Der neue Magna-Großaktionär Oleg Deripaska ist eine der Schlüsselfiguren in der russischen Wirtschaft und verfügt über einen exzellenten Draht zu Präsident Wladimir Putin.

Die russische Zeitung Wedomosti schätzt das Vermögen des 38-Jährigen auf 14 Milliarden Dollar, das US-Magazin Forbes taxierte es auf 13,3 Milliarden Dollar.

Aufstieg in der Aluminiumindustrie

Deripaska war in den wilden neunziger Jahren in der russischen Aluminiumindustrie aufgestiegen und schuf mit Basic Element einen Konzern mit einem Umsatz von mehr als 13 Milliarden Dollar und 290000 Beschäftigten.

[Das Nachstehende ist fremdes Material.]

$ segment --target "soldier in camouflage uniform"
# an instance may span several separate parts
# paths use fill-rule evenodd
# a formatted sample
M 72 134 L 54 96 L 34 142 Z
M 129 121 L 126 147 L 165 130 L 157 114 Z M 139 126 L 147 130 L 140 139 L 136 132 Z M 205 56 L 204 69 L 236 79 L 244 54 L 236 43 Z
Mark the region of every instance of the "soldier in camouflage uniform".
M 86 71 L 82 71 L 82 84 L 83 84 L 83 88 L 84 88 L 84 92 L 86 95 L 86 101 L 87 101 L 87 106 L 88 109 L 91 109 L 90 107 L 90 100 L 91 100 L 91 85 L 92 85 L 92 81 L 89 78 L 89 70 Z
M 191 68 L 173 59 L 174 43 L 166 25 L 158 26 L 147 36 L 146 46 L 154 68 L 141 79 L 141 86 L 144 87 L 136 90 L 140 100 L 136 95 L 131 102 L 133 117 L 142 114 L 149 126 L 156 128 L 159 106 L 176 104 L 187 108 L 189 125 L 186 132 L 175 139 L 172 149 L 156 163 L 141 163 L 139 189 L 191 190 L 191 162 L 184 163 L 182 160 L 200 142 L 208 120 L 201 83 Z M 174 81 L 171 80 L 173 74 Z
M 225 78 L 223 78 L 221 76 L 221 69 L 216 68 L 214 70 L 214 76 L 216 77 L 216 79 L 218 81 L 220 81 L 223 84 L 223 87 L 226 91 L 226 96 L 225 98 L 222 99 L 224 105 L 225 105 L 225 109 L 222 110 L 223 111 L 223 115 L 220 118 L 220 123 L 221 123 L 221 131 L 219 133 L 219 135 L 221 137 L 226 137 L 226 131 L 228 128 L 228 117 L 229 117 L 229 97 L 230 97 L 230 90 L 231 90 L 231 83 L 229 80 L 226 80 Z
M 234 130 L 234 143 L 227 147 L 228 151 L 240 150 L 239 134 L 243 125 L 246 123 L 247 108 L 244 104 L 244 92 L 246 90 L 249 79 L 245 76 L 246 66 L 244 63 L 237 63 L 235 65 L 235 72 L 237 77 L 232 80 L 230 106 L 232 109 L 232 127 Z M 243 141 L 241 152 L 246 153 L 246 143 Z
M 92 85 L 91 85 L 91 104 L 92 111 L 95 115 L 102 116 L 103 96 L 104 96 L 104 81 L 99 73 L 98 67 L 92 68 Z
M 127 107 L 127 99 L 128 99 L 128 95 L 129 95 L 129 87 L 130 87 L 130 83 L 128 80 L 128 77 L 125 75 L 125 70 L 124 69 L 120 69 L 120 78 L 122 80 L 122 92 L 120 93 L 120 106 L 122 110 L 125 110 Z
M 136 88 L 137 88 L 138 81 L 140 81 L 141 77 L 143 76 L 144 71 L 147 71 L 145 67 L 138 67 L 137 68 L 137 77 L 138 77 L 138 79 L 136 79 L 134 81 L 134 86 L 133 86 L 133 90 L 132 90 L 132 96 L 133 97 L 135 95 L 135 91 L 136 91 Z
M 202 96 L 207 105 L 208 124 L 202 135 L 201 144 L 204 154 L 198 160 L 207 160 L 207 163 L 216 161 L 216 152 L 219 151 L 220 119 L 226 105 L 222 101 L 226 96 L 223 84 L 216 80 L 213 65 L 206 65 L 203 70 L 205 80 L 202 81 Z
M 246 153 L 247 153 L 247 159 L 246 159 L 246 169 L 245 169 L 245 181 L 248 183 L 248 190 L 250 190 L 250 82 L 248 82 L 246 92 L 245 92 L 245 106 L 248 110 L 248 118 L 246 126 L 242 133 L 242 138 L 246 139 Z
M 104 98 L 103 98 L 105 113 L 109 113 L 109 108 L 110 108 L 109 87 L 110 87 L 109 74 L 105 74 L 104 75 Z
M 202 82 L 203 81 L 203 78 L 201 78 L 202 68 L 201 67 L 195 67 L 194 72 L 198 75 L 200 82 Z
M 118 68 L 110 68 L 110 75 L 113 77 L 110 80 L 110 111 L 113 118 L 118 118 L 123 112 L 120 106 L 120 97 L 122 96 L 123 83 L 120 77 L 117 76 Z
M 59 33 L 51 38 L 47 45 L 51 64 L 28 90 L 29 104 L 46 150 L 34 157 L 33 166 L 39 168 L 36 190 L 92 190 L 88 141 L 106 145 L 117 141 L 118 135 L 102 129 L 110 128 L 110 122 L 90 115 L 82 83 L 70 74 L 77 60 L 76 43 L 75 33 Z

Zum Reich Deripaskas gehören Aluminiumhütten ebenso wie Autohersteller, Banken und Baufirmen in vielen Ländern der früheren Sowjetunion.

Doch das ist Deripaska schon lange nicht genug. Er versteht sich als globalen Spieler mit hohem Einsatz. Dazu passt die Fusion seines Unternehmens Rusal mit dem einheimischen Konkurrenten Sual und der schweizerischen Glencore zum größten Aluminiumproduzenten der Welt.

Vielfältige Interessen

Die Vielfältigkeit der Interessen Deripaskas zeigte sich vor wenigen Tagen, als Basic Elements drei Prozent der Hochtief AG erwarb mit der Aussicht auf mehr. Ende März erwarb der Russe 30 Prozent an der österreichischen Strabag. Dabei hatte Bauunternehmer Hans Peter Haselsteiner den Konzern doch eigentlich an die Börse bringen wollen.

Deripaskas internationale Zukäufe liegen im Trend: Viele russische Unternehmen suchen nach Standbeinen im Ausland und verbinden damit die Hoffnung auf einen Modernisierungsschub im eigenen Land.

So kaufen sie Anteile im Bereich der Hochtechnologie wie etwa beim europäischen Flugzeug- und Raumfahrtkonzern EADS und interessieren sich für Telekom- und Energiefirmen.

Russland immer wichtiger als Auslandsinvestor

Als Auslandsinvestor spielt Russland nach Angaben der Londoner Economist Intelligence Unit eine immer wichtiger werdende Rolle. Mehr als 120 Milliarden US-Dollar haben die Russen schon in ausländische Unternehmungen investiert. Diese Anlagen können auch eine Investition für schlechte Zeiten in der Heimat sein. Wer im internationalen Geschäft mitmischt, macht sich unabhängiger von den Machthabern im eigenen Land.